Grange aux belles : un quartier de non-droit ? (Annick Vignes)

Le quartier Grange aux Belles est une zone résidentielle et piétonne du 10ème, situé entre le canal St Martin et la place du colonel Fabien. On y trouve des immeubles semi-récents de jolie facture, un collège, une école, une crèche et un square de jeux pour enfants, un centre d’animation, un terrain de sport et une mini-piscine dans laquelle beaucoup d’enfants du 10ème ont appris à nager.

11746205.jpg

Sont installés là aussi, des cabinets dentaires, médicaux, une clinique vétérinaire…

L’ensemble est verdoyant, planté d’arbres, de haies et de plates-bandes fleuries.

Depuis quelques mois, à la lisière du quartier se sont ouverts un grand café convivial (le Fabien) et une auberge de jeunesse (le Generator) qui contribuent à dynamiser la vie du voisinage.

Capture d’écran 2016-06-16 à 06.02.38.png

Malheureusement, ce quartier est aussi la proie de nombreuses nuisances. Des individus, jeunes et moins jeunes, confondent zone piétonne et terrain de rodéo : ainsi, cet espace sécurisé est devenu un endroit extrêmement dangereux pour circuler, voitures, scooters et motos le traversant à très grande allure et empruntant des passages étroits, dans lesquels il est difficile de se mettre à l’abri.

Il n’est pas rare de voir tourner pendant des heures des scooters sur lesquels s’entassent trois ou quatre jeunes adolescents, sans casque, cela va sans dire. Des véhicules (scooters, voitures, camionnettes…) stationnent constamment sur la place, au mépris de toute interdiction.

A l’arrière des immeubles de la place Robert Desnos, à l’entrée du passage Francis Jammes, s’est installé un trafic de drogue, à la vue de tous les passants et habitants des résidences.

e2882c3857b1920.27357.400x400.jpg

Toute la nuit, des véhicules arrivent très vite, freinent in extremis devant les dealers, et descendent faire leurs emplettes à grand bruit. Les habitants les plus proches accumulent les nuits sans sommeil.

Des bagarres éclatent régulièrement : il n’est pas rare ainsi de voir des bandes de jeunes s’affronter sur la place Robert Desnos, à coups de tessons de bouteille et de barres en fer.

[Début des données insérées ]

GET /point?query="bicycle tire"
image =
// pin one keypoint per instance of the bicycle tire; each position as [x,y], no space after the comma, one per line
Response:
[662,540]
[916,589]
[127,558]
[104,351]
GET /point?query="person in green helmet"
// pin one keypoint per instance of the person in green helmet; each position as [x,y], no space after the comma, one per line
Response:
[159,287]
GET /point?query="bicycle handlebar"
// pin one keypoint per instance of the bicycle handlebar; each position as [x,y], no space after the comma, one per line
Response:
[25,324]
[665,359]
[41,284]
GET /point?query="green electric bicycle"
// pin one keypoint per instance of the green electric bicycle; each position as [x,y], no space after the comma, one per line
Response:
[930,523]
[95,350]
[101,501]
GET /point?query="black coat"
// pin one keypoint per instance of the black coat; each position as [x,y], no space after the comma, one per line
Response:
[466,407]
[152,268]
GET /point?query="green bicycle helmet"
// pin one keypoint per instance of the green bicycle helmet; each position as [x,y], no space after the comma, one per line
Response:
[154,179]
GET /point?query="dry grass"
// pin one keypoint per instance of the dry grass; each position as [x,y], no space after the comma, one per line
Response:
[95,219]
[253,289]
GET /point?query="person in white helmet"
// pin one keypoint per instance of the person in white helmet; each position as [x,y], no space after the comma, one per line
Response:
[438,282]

Les résidents du Générator, pour la plupart de jeunes touristes étrangers sont des proies faciles : on en rencontre souvent, en larmes ou affolé, car venant de se faire bousculer, voler téléphone portable et autres effets personnels.

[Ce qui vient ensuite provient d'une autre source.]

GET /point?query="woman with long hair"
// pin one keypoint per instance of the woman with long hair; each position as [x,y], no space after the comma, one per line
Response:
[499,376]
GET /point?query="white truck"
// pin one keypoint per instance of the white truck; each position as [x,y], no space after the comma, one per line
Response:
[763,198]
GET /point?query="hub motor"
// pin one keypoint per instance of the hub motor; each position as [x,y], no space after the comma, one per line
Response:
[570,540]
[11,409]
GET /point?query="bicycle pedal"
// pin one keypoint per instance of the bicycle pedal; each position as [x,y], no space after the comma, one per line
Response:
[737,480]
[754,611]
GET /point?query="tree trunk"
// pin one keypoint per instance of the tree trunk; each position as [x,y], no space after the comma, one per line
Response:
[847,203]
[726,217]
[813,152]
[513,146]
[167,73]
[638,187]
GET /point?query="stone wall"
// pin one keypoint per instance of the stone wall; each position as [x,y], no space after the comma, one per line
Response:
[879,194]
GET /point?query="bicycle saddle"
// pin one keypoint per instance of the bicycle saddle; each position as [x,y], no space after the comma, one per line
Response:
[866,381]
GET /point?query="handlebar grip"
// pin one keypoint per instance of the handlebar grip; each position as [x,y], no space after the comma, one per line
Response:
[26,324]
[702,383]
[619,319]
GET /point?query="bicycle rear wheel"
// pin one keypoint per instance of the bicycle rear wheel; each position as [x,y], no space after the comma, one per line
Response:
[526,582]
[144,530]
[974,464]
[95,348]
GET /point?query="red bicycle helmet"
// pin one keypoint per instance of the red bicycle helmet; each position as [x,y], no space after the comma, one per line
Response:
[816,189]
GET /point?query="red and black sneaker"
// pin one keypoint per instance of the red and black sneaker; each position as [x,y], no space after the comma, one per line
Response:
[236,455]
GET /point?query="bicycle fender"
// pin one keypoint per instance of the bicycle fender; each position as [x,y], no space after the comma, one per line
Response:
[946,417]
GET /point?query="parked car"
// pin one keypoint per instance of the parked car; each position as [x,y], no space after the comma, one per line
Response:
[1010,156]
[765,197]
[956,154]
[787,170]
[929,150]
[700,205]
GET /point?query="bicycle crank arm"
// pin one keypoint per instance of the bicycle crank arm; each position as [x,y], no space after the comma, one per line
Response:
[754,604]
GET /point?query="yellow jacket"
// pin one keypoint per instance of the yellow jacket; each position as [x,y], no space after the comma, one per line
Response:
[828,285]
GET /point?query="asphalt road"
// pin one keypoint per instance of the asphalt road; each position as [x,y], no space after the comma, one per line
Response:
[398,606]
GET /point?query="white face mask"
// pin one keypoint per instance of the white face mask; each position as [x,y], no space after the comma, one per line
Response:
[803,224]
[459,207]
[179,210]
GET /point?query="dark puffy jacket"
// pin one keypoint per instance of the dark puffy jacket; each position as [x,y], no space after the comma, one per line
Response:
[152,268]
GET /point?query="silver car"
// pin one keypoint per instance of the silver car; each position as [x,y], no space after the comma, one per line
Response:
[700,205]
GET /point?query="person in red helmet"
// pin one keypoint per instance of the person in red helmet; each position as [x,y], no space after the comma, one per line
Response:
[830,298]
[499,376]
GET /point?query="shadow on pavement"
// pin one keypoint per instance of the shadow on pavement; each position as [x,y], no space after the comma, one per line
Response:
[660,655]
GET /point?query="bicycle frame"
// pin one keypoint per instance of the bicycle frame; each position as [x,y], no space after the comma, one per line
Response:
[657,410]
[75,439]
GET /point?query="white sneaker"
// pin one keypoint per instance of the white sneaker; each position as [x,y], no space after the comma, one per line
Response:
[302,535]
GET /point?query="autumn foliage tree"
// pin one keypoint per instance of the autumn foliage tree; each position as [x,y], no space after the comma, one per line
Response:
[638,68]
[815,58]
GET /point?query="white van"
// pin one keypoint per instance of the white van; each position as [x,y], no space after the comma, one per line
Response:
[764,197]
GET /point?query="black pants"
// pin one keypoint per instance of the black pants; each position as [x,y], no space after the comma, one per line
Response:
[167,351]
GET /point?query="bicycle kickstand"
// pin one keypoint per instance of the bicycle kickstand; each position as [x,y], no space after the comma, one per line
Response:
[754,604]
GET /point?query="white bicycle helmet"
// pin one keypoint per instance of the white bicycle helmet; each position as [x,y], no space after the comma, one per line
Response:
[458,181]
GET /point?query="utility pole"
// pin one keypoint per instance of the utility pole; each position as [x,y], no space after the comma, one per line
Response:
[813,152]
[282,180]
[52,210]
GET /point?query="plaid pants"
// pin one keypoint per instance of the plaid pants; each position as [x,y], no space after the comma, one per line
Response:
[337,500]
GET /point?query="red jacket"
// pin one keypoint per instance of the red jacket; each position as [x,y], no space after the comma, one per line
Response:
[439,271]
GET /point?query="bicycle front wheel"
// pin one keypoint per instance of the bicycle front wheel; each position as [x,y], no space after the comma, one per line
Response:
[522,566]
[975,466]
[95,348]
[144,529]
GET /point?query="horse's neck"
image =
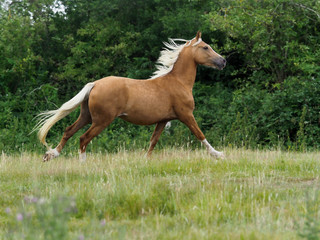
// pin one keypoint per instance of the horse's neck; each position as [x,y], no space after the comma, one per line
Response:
[185,70]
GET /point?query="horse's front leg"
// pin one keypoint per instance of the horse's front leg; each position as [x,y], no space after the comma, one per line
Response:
[190,121]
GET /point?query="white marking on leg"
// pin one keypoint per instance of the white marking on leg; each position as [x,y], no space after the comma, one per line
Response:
[50,154]
[82,156]
[55,152]
[211,150]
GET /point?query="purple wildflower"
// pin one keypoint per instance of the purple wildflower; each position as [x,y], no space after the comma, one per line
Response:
[19,217]
[103,222]
[81,237]
[8,210]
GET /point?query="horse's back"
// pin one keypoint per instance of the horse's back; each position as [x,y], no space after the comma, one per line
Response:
[141,102]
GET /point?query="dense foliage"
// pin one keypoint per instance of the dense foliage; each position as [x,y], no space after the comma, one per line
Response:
[267,95]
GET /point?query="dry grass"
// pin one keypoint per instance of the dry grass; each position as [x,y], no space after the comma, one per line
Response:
[177,194]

Capture d’écran 2016-06-16 à 06.09.02.png88671864.jpg

Les habitants, mais aussi tous ceux qui fréquentent les services du quartier (rappelons-le, nous trouvons là une crèche, une école, des cabinets médicaux et dentaires, un centre d’animation, des commerces…) sont épuisés par cette situation, effrayés par la montée de la violence qu’ils ressentent et se sentent complètement abandonnés par les pouvoirs publics.

A chaque fois qu’un résident appelle le commissariat pour signaler des nuisances, il tombe au pire sur une ligne qui ne répond pas, au mieux sur un interlocuteur exaspéré qui lui fait remarquer « qu’il est au courant de ce qui se passe mais qu’il n’a pas les moyens d’intervenir » ou que « ce quartier n’est pas une priorité ».

En effet, le commissariat n’a que deux voitures disponibles la nuit, pour couvrir un vaste territoire comportant de nombreuses zones sensibles.

La mairie, régulièrement interpellée, fait la sourde oreille ; les réponses oscillent entre déni et mépris. La seule élue qui a proposé une réunion de concertation avec les habitants du quartier est Déborah Pawlik.

Les habitants ont maintenant décidé de ne plus accepter l’inacceptable. Une pétition circule, qui rencontre un grand succès. Un vœu sera déposé lors du prochain conseil d’arrondissement. Le préfet et le commissaire du 10ème, la maire de Paris vont être saisis du dossier. Une plainte auprès du Procureur de la République doit être déposée dans les jours qui viennent. D’autres actions seront envisagées si la situation ne change pas rapidement.